Comparing these two strategies
Retirement is life’s ultimate financial pass/fail exam.
Some people start paying more attention as they see retirement looming on the horizon—the metaphoric Tuesday before the Friday test—and spend the intermittent days (years) sick with an undercurrent of anxiety, aggressively cutting back on their spending at the exact moment when they’re probably most interested in letting loose, and realizing they may need to work for a lot longer than they realized.
They’re forced to cram a lifetime of financial pain into a few short years.
Compare this with the “spread it out” approach. Rather than struggling to dump 50% of your income into your 401(k) and IRA at the last minute and giving it very little time to compound before you’ll need it, diverting 10% earlier in life (a much smaller sacrifice!) means you’ll likely never need to save more than 10% at a time. This is true even in the years leading up to the big day, when you pull the ripcord and float away from Zoom calls and work alarms forever.
The chart below illustrates the contribution patterns of the two “paths,” one wherein someone saves 10% for all 40 years of their working life, and the other where someone realizes in year 30 (about 10 years before retirement) that they need to kick it into gear. (This assumes two earners who both take home $50,000 per year after taxes in year 1, rising by 3% per year.)
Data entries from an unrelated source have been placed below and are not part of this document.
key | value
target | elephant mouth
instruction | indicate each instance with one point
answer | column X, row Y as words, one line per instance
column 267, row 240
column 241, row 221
The person making consistent 10% investment contributions never invests more than $15,800 per year over the 40 years. The “cramming” investor must start investing in year 30 with a $58,000 contribution.
The red investor gets to go balls to the wall with the AmEx for the first 30 years, but notice how similar their spending is for the majority of their working lives, despite how different their last decade looks:
It looks like a negligible difference in spending…until it doesn’t. The blue investor got to spend 90% of their income through all 40 years—whereas the red investor got to spend slightly more until year 30, but then had to drop down to a harsh 50% for the last 10 years.
And of course, if you’re familiar with how exponential compounding works, you may already know that the 10% investor will skid into year 40 with more money. The chart below illustrates their respective account balances, using an average annualized rate of return of 7% in both cases:
The 10% investor will have almost $1.6 million in today’s purchasing power in year 40; the “cram” investor will have a little over $1.1 million. But with the red investor’s high save rate, they’d catch up to the 10% investor if they worked and saved 50% for an additional six years.
(In order for them to retire with the same amount as the 10% investor at the same time, they’d need to maintain a 70% save rate for the last decade.)
Is it easier to save 10% for 40 years or 70% for 10 years?
If you’re trying to retire early, a 10% savings rate probably won’t cut it (try 15% or 20% if that’s your goal). But if you’re happy to retire on time (which is no small feat!), a lifetime of investing $1 of every $10 you earn—spreading out your sacrifice—will do the job.
And while it depends on how your income changes (and maybe your personality, too), I’d wager that a consistent 10% savings rate is almost always going to be a walk on the treadmill compared to condensing all your sacrifice into one big sprint at the end.